Proteins have a specific three-dimensional structure and perform various functions in vivo. In fact, 44% of human proteins are atypical proteins whose structure changes depending on the situation, and perform more diverse functions than regular proteins with a fixed structure.

However, atypical proteins do not have a fixed structure, making analysis and functional studies of these proteins very difficult.

The research team focused on the fact that atypical proteins have a specific amino acid sequence that forms a beta strand, a protein secondary structure, and developed a new type of sensor protein that emits a signal only when it binds complementary to this specific sequence.

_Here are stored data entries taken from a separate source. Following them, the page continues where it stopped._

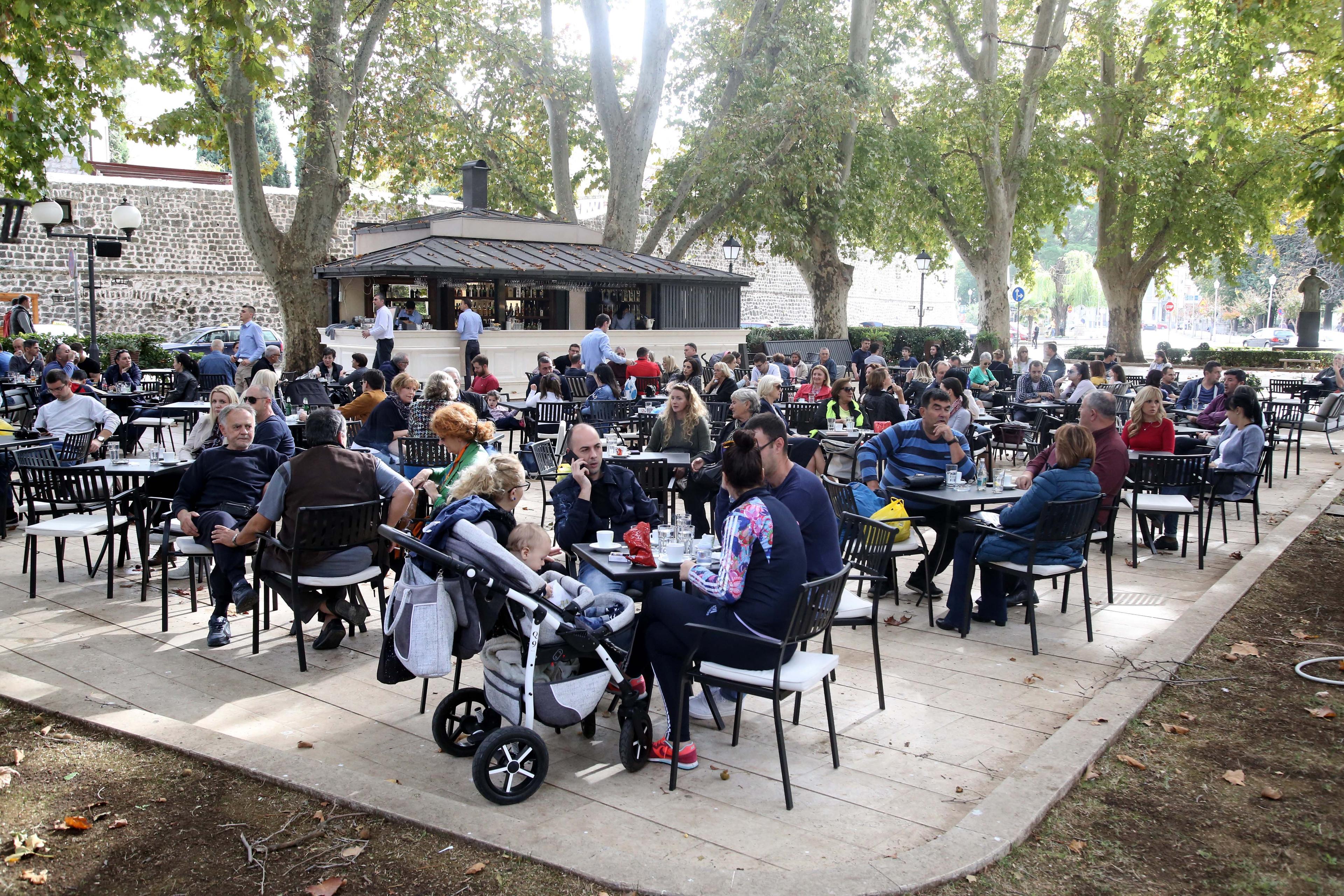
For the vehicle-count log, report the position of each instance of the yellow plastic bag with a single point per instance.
(891, 515)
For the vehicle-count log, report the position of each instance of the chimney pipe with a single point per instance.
(474, 184)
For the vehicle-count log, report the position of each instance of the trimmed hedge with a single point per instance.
(148, 346)
(955, 340)
(1262, 358)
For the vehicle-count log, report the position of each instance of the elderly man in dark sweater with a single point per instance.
(224, 487)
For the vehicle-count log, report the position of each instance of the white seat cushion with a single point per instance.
(1163, 504)
(1041, 569)
(75, 526)
(800, 673)
(335, 582)
(854, 608)
(186, 545)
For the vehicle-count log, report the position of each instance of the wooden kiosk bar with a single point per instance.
(538, 287)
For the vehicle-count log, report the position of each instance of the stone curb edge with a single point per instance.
(1002, 821)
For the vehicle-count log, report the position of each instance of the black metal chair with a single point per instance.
(1152, 473)
(870, 548)
(1059, 523)
(1221, 502)
(331, 528)
(421, 452)
(547, 469)
(93, 511)
(812, 616)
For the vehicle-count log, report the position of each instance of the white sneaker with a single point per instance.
(701, 707)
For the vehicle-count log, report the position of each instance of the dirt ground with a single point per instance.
(1176, 825)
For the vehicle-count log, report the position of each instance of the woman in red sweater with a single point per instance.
(1150, 429)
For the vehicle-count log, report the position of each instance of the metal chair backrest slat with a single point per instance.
(816, 608)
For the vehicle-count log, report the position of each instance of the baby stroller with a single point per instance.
(504, 605)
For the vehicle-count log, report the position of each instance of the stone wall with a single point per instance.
(187, 266)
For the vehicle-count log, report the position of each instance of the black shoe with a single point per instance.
(350, 612)
(245, 597)
(219, 633)
(331, 636)
(915, 585)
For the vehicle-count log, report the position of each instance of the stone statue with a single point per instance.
(1310, 319)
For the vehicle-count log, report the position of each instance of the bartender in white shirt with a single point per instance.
(382, 328)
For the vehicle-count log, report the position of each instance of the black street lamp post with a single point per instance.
(923, 262)
(126, 218)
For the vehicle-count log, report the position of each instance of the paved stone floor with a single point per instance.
(961, 714)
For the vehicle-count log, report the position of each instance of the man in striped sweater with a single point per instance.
(915, 448)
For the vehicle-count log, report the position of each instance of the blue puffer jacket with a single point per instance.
(1021, 519)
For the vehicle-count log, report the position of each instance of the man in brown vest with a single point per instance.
(326, 475)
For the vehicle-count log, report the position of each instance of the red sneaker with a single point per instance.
(686, 760)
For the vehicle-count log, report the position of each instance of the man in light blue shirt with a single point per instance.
(596, 347)
(470, 332)
(252, 344)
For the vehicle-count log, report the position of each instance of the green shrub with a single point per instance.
(1248, 358)
(953, 340)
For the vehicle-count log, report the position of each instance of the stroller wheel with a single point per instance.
(510, 765)
(462, 721)
(636, 739)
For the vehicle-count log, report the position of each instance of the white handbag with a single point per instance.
(422, 622)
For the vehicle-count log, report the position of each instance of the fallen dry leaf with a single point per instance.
(326, 888)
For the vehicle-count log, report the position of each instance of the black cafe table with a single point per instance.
(959, 504)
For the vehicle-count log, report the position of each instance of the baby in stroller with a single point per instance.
(550, 651)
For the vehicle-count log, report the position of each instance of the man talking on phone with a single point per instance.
(596, 498)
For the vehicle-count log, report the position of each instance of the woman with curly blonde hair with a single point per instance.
(465, 439)
(683, 425)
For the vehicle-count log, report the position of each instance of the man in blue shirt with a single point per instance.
(1202, 393)
(917, 448)
(252, 344)
(216, 363)
(470, 334)
(596, 347)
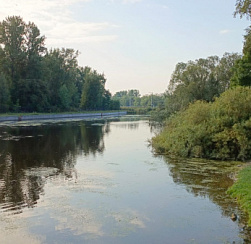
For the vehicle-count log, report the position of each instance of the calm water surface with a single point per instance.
(99, 182)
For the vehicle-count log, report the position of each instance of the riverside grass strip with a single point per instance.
(241, 190)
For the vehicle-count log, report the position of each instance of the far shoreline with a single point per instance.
(26, 117)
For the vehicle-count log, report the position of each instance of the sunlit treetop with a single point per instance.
(243, 8)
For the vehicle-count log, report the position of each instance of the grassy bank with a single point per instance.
(241, 190)
(79, 112)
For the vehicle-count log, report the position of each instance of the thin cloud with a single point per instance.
(131, 1)
(56, 21)
(224, 32)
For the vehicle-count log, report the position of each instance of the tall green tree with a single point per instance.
(202, 79)
(243, 8)
(93, 90)
(4, 94)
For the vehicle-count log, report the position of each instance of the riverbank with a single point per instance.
(241, 190)
(20, 117)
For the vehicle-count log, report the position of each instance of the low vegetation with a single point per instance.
(241, 190)
(216, 130)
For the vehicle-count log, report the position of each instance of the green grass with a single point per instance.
(241, 190)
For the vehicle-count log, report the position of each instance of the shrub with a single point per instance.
(219, 130)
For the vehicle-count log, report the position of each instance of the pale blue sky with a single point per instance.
(136, 43)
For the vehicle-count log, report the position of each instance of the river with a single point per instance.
(99, 182)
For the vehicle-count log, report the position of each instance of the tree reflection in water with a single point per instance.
(31, 154)
(208, 178)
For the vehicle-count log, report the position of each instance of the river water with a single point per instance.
(99, 182)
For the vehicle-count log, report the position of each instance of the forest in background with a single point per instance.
(34, 79)
(207, 107)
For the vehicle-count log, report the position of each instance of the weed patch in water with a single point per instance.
(241, 190)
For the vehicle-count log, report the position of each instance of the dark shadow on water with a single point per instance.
(31, 154)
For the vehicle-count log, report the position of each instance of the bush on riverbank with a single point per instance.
(241, 190)
(218, 130)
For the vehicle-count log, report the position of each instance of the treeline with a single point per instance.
(132, 98)
(34, 79)
(207, 107)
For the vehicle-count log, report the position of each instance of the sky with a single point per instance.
(135, 43)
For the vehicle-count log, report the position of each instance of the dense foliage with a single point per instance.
(202, 79)
(219, 130)
(132, 98)
(33, 78)
(241, 190)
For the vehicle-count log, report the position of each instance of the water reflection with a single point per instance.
(209, 179)
(29, 155)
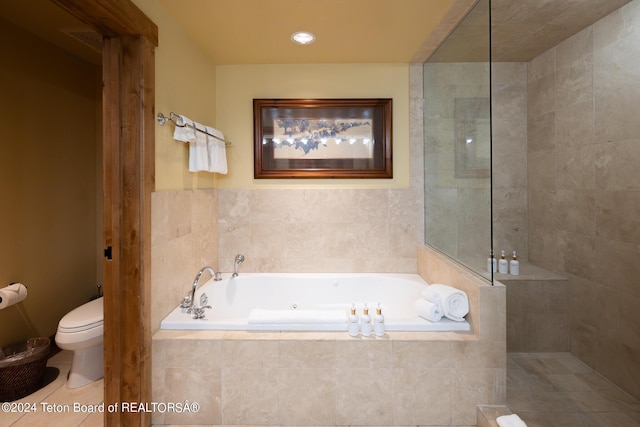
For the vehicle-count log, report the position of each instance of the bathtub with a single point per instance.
(234, 300)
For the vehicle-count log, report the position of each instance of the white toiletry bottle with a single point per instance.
(365, 322)
(378, 322)
(492, 263)
(503, 265)
(514, 265)
(353, 325)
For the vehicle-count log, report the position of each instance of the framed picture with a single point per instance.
(322, 138)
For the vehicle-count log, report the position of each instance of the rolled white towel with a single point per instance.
(454, 302)
(428, 310)
(512, 420)
(263, 316)
(431, 295)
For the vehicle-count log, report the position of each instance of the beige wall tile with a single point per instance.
(195, 385)
(418, 402)
(250, 396)
(307, 396)
(364, 396)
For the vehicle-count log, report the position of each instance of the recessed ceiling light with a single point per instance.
(303, 37)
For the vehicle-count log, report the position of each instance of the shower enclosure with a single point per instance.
(457, 150)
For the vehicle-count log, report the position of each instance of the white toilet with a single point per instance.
(81, 331)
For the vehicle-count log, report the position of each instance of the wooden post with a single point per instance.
(128, 170)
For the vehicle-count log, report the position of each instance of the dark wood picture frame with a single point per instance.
(300, 138)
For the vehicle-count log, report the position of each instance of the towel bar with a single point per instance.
(162, 119)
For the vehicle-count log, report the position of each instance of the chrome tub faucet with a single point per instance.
(188, 301)
(239, 260)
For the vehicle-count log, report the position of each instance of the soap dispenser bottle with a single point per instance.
(492, 263)
(365, 322)
(378, 322)
(503, 265)
(514, 265)
(353, 325)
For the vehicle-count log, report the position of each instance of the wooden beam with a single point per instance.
(129, 95)
(128, 75)
(112, 18)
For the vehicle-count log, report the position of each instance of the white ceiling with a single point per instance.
(353, 31)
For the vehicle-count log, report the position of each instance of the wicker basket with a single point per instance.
(22, 367)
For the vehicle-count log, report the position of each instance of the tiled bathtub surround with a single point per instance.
(312, 230)
(333, 379)
(584, 198)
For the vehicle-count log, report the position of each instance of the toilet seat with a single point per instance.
(87, 316)
(82, 327)
(82, 331)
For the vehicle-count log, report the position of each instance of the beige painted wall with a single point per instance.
(48, 180)
(185, 84)
(237, 86)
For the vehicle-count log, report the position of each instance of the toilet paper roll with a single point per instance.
(12, 294)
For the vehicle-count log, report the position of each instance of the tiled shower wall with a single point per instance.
(509, 157)
(584, 198)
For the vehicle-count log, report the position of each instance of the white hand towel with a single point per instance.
(512, 420)
(263, 316)
(428, 310)
(198, 152)
(432, 296)
(183, 131)
(455, 303)
(217, 152)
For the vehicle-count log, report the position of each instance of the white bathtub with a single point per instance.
(233, 300)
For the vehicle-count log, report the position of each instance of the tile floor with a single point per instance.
(557, 390)
(544, 389)
(55, 396)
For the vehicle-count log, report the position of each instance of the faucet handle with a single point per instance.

A design method was established.

The research team removed one beta strand of green fluorescent protein (GFP) that exists in nature and used computer and directed evolution methods to create a sensor protein that changes the wavelength spectrum of the fluorescent protein chromophore when a specific sequence of the atypical protein binds. developed.

The research team developed a sensor protein that can detect intracellular beta-amyloid, which causes Alzheimer’s, as one of the representative atypical proteins, and was able to track and image its interaction with the cell membrane in real time.

Previously, a complex multi-step preprocessing process was required to analyze atypical proteins, which caused the atypical proteins themselves to be greatly modified, which led to many limitations in the analysis and functional studies of actual atypical proteins.

However, the sensor protein developed this time can detect atypical proteins very easily and quickly by simply mixing them with atypical proteins, and is expected to greatly contribute to future atypical protein analysis and related disease research.

This study was published in the international academic journal ‘JACS Au’ in Volume 3, Issue 11, dated October 26, and was selected as the cover paper.

Dr. Taegeun Yoo, the first author, said, “Atypical proteins without a fixed structure have been very difficult targets for the design and development of sensor proteins compared to regular proteins.” He added, “This study provides a new way to analyze atypical proteins and study related pathological mechanisms.” “We will be able to suggest strategies.”